Self-assembling of ethylene-methacrylic acid ionomers in aqueous solutions and as swollen membranes from ESR spectra of amphiphilic spin probes .2. Dynamics in aggregates and correlation with thermal transitions

Electron spin resonance (ESR) spectroscopy based on nitroxide spin probes was applied to the study of self-assembling in poly(ethylene-co-methacrylic acid) ionomers in aqueous solutions and in the corresponding membranes swollen by water. The probes selected for study were based on the stearic acid backbone, differed in their hydrophobicity and in the position of the nitroxide group with respect to the head group, and are known to intercalate in the chain aggregates and to report on the hydration level at various depths from the ionomer-solvent surface. The dynamic properties of the aggregates were deduced from ESR spectra measured in the temperature range 120-360 K for the solutions and 120-410 K for the swollen and dry membranes and from thermal transitions measured by DSC. ESR results for the solutions indicate that a clear aggregate-solvent interface exists even at 360 K; inside the aggregate, however, the local mobility is fast on the time scale of the ESR experiment, and the correlation times of the probes are similar to 10(-9) s/rad. Restricted mobility was detected in a layer of thickness of similar to 10 Angstrom from the aggregate-solvent interface and was attributed to constraints arising from the presence of proximal ionic groups.
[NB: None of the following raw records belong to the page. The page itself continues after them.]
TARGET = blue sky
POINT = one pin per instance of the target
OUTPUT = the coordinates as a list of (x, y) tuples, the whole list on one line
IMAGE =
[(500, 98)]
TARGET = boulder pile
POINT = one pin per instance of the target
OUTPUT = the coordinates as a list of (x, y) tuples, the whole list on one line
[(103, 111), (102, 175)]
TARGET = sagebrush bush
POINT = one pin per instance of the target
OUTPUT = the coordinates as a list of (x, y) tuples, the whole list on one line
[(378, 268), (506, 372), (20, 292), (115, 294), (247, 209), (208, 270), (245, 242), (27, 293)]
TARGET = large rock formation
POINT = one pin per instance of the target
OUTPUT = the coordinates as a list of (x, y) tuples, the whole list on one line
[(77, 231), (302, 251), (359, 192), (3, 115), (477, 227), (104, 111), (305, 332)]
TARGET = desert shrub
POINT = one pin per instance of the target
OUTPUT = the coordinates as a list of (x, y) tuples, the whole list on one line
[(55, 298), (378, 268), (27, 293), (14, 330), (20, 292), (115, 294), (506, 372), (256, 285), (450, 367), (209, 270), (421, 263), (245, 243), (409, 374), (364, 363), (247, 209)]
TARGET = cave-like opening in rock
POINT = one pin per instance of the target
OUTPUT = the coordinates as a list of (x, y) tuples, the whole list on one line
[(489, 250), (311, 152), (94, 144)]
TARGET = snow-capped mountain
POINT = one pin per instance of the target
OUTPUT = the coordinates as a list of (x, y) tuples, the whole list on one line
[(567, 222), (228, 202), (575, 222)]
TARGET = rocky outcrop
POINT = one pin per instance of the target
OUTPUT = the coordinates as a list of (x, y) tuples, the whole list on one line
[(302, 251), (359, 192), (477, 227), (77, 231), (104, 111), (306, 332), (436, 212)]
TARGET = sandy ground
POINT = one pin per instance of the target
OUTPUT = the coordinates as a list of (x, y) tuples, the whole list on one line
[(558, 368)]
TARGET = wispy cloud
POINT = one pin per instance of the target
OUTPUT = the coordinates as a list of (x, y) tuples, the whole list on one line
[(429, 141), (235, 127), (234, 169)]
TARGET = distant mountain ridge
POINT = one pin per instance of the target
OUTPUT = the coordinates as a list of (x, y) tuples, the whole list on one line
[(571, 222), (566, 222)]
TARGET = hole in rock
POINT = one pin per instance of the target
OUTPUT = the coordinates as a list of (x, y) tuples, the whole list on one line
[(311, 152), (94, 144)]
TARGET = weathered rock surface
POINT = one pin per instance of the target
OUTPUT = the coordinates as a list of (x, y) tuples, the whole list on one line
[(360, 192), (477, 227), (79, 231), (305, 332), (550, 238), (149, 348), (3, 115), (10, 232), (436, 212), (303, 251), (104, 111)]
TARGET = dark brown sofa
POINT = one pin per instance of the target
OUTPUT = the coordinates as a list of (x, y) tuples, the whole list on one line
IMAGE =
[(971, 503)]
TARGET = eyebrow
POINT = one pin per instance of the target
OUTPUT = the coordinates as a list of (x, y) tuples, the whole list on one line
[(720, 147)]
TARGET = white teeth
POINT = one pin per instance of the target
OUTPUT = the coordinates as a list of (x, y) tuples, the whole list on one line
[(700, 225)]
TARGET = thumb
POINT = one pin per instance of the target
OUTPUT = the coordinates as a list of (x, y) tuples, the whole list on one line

In the case of membranes swollen by water, the ESR spectra of the spin probe located near the water pools changed dramatically near 335 K, and two components differing in their local mobility were detected. Possible reasons for this behavior were discussed. Taken together, the results obtained in this study demonstrate that the amphiphilic spin probes behave as ''dipsticks'' for the dynamics in the aggregates and provide details on the specific and separate effects on dynamics of the polar domains, the chain characteristics (glass transition of amorphous polyethylene and melting transition of crystalline domains), and the solvent.